Mark Zandi of, meanwhile, weighs nine variables. Among them: interest rates, availability of developable land, job growth, demographics, construction costs and return on housing compared with other investments. While negative scores on one or two measures could be "explained away," Zandi said, it may be a good indicator of a problem if the location is red-flagged on multiple fronts.

Baker said he zeroed in on the long-term relationship between the housing and rental markets because of their strong correlation. High rents prompt tenants to buy; soaring home prices encourage landlords to sell. "They're the same market, at the end of the day," he said.

Measures such as land availability are useless indicators, he said, because properties can be redeveloped.

"Limited land has limited meaning," he said. "There's limited land for rentals, but it hasn't pushed up the rent."

Baker, with co-author David Rosnick, charted rent and home price increases from 1995 to 2005 and found that they have recently grown alarmingly out of whack in several cities.

Washington, along with San Diego, Los Angeles, Honolulu, Miami, San Francisco and Boston, made Baker and Rosnick's short list of places with the largest gaps between increases in rent and in home prices. Since 1997, Washington's home-price gain outpaced its rent increase by 50 percentage points, according to their report published late last year.

In the past, most places with big gaps subsequently saw home prices drop, often substantially. Homes in the New York area, for example, shed roughly a fifth of their value after the run-up in home price over rent hit 69 percentage points in the mid-1980s, the report said.

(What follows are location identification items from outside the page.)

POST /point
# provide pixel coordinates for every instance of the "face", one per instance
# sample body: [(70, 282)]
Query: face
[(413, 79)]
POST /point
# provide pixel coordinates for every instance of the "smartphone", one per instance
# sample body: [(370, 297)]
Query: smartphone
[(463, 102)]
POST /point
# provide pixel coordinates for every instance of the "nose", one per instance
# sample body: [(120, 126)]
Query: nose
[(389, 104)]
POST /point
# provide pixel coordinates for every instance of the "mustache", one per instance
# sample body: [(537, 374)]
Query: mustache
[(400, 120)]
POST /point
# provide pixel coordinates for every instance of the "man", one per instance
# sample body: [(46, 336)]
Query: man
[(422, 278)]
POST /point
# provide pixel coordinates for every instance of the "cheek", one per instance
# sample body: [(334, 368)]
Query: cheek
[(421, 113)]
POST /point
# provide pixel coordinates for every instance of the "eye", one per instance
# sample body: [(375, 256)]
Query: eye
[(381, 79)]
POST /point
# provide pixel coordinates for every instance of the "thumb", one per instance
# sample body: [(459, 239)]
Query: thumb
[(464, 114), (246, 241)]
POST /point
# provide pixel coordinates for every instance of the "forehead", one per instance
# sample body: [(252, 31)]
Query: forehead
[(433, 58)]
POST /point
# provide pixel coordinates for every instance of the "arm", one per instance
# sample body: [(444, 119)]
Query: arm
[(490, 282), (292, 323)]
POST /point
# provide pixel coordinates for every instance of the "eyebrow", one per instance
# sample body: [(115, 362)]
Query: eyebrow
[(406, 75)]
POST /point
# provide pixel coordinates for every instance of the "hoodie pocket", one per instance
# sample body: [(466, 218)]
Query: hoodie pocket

Youngblood, however, is skeptical of rankings based on rents and home prices. Rent data, he said, are derived from a pool of mostly multifamily dwellings, from which rents for all types of housing are extrapolated. Such a process, he said, is "replete with error."

Instead, he based his study on income data and home-sale figures from the Office of Federal Housing Enterprise Oversight, which tracks the same homes as they are resold and refinanced. Such high-quality data on housing prices, Youngblood said, already reflect factors such as interest rates and land-use restrictions. That eliminates the need to separately calculate those influences.

To complicate matters, the definition of the Washington region varies.

PMI, which ranked the region No. 18 on its risk index, tracked an area that includes the District, Arlington and Alexandria but excludes Bethesda. (The U.S. Census a few years ago broke out Bethesda and surrounding areas to reflect population growth.) Credit Suisse First Boston combines the two.

With analysts and economists disagreeing on the current state of the market, it is no wonder there is no consensus on its future, either.

Baker, the housing-market pessimist, said Washington home prices could very well drop by 25 percent.'s Zandi, who ranked Washington No. 36, says it is 32 percent overvalued. However, he said, that does not necessarily mean that prices will drop that much.

"There's different ways the market can adjust," said Zandi, a believer in the soft-landing scenario for housing. Prices could be flat, he said, "and the economy can catch up to it, or the market could fall 5 to 10 percent, trade sideways and let the economy catch up."